SBC Voices Two Approaches to Video

By Drew Clark

The Bell companies' entry into the video marketplace has the potential to shake the cable, satellite and broadcasting businesses, and SBC Communications has been aggressive on the policy questions it raises.

But SBC has been saying different things about its Internet-protocol television (IPTV) to different audiences. As the company has suffered policy and public-relations setbacks, it has changed its message to suit its needs.

Company executives have offered different stances on: whether the company will provide a la carte, or channel-by-channel, programming; whether it must pay franchise fees to local governments; and how much it will build out its high-speed Internet service.

The company also is defining itself as a cable provider not under telecommunications law but under copyright law -- further tangling the policy issues surrounding Bell entry into the video marketplace.

Some of SBC's divergent messages have been delivered at almost exactly the same time but to different audiences. At the June SuperComm telecommunications conference in Chicago, a company executive dismissed the a la carte approach to a content-centered audience while a higher-level group president promoted that model to a group of policy officials.

On Monday, at a downstairs conference session devoted to IPTV and heavy with officials from the movie and television industries, Vice President Jeff Weber said SBC's technology would uniquely utilize digital video recorders and high-definition television.

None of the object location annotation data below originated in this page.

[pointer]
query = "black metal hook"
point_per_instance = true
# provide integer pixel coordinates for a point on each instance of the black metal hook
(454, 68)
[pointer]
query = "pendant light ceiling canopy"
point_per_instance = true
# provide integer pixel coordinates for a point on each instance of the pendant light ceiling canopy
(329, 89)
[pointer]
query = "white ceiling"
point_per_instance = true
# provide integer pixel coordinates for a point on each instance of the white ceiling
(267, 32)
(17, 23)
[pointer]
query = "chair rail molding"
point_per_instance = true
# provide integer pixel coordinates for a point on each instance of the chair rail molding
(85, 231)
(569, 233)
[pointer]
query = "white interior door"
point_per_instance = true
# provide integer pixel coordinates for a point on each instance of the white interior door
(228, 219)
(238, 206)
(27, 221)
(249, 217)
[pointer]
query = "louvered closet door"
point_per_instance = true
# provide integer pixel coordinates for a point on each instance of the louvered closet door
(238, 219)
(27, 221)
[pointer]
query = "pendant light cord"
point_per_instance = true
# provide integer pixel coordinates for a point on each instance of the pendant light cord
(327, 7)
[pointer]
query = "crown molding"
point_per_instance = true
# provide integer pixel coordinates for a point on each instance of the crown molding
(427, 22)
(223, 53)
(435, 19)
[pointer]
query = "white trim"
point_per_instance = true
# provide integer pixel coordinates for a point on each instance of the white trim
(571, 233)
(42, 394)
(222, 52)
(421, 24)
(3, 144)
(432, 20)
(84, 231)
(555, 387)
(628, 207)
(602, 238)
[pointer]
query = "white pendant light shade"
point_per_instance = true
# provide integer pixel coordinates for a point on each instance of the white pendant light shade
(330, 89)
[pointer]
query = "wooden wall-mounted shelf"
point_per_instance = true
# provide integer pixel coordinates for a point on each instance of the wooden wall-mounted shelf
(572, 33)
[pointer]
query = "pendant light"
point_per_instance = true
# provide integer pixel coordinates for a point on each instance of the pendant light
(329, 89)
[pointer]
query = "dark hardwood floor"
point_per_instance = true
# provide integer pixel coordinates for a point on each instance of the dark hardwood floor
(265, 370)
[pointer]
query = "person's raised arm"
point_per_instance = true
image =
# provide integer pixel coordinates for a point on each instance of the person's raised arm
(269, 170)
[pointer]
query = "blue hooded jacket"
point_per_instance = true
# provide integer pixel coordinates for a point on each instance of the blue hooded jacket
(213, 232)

"Which is all different than saying we are going to do something crazy like a la carte or something that is completely and totally disruptive in the marketplace," he said. "We can't, because our content providers won't allow it, and I'm not sure it would make sense even if they did."

Upstairs, at a policy session the same day, SBC Group President Forrest Miller told a different story. "We know that consumers want more choices in video," including different packages than are currently available from existing cable "tiers," he said. "We believe in a consumer-driven market."

Last year, SBC executives including CEO Ed Whitacre spoke favorably of offering consumers more choice in their television network selections, but they have not been as vocal on the subject this year. Companies that provide pay television to cable and satellite, like Walt Disney's ESPN and Time Warner's HBO, do not favor the a la carte approach.

Asked about the discrepancy, SBC spokesman Michael Balmoris said Wednesday that pricing and features for its bundles of video programming have yet to be determined. "Since it does use Internet protocol, there are many more functionalities," he said, adding that packages could encompass a la carte offerings.

It may be necessary to package programming differently in order to get consumers to switch from cable television to Bell television. "The first thing I would do if I were the phone company is to offer a family-friendly tier," said Robert Clasen, CEO of the Starz cable network. "If you have a family-friendly tier, you would have friends in Washington."